Sie ist eine erfolgreiche Fotografin, immerzu unterwegs und auf der Suche nach neuen Herausforderungen und wenn etwas nicht so läuft, wie sie es sich vorstellt, dann nimmt sie die Veränderung selbst in die Hand. Und so stemmte Kirsten Becken ihr erstes Kunstbuch ganz alleine. Es handelt von der Schizophrenie Erkrankung ihrer Mutter und von vielem mehr, dass sich daraus ergab.  Kirsten Becken organisierte zudem eine Ausstellung, die einige der abgebildeten Exponate zeigt.

Wie entstand die Idee zu Seeing her Ghosts?

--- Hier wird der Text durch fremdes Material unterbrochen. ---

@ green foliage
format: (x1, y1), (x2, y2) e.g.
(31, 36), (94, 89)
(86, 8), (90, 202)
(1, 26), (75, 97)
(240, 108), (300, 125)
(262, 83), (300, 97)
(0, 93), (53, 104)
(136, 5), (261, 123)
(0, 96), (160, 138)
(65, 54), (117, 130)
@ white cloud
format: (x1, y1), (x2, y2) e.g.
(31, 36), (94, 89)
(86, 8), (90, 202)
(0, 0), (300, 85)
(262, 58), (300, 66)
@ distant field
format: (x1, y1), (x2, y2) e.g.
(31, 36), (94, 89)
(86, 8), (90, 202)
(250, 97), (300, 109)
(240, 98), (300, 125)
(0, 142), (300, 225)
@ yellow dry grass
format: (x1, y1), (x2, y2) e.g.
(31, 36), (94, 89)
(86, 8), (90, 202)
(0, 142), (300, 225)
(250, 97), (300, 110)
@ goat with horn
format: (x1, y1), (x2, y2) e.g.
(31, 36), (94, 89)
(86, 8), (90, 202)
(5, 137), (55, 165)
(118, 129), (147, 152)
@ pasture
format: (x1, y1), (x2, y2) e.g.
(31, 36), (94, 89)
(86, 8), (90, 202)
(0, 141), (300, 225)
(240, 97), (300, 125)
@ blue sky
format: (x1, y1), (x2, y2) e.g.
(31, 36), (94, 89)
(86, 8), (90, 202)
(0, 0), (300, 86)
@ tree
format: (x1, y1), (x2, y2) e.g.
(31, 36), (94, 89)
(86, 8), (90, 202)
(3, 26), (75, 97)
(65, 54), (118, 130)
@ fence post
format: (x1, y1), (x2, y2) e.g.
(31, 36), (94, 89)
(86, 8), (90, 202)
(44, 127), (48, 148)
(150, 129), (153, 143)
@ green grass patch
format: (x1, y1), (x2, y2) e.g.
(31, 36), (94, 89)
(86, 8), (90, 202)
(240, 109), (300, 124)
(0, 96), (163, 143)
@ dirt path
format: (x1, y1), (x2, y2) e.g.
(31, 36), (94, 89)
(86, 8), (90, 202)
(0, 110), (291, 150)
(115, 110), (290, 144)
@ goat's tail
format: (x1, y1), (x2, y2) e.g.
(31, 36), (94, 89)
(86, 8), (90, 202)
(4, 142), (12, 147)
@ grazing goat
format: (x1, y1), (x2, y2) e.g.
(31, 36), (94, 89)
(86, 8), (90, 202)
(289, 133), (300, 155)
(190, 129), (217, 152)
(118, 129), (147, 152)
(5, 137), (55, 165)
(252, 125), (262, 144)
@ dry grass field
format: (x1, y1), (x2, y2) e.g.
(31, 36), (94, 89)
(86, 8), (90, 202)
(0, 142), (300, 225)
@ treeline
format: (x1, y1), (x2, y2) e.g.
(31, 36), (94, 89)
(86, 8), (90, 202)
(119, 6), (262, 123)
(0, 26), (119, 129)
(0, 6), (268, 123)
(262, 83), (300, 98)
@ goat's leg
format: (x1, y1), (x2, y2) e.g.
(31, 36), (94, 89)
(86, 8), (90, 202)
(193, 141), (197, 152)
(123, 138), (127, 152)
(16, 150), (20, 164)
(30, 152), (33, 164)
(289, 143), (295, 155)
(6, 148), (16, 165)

Ich hatte schon immer eine gewisse Neugier und habe Dinge in Frage gestellt. Aus dieser Offenheit entstand auch mein Bedürfnis ein Buch über das Rätsel der Krankheit meiner Mutter zu entwickeln. Verstärkt wurde es durch ihre Aquarelle, die während ihrer einzigen und heftigen Psychose um 2000 entstanden. Mein Vater sammelte sie in einer Mappe und wir blätterten sie an Weihnachten zusammen durch. Mir wurde schnell klar, dass etwas daraus entstehen sollte. Zu diesem Zeitpunkt war Tom noch nicht ein Jahr alt und ich habe mich durch das neue Muttersein auf eine andere Weise geöffnet und den Blick noch intensiver auf das Muttersein meiner Mutter gerichtet.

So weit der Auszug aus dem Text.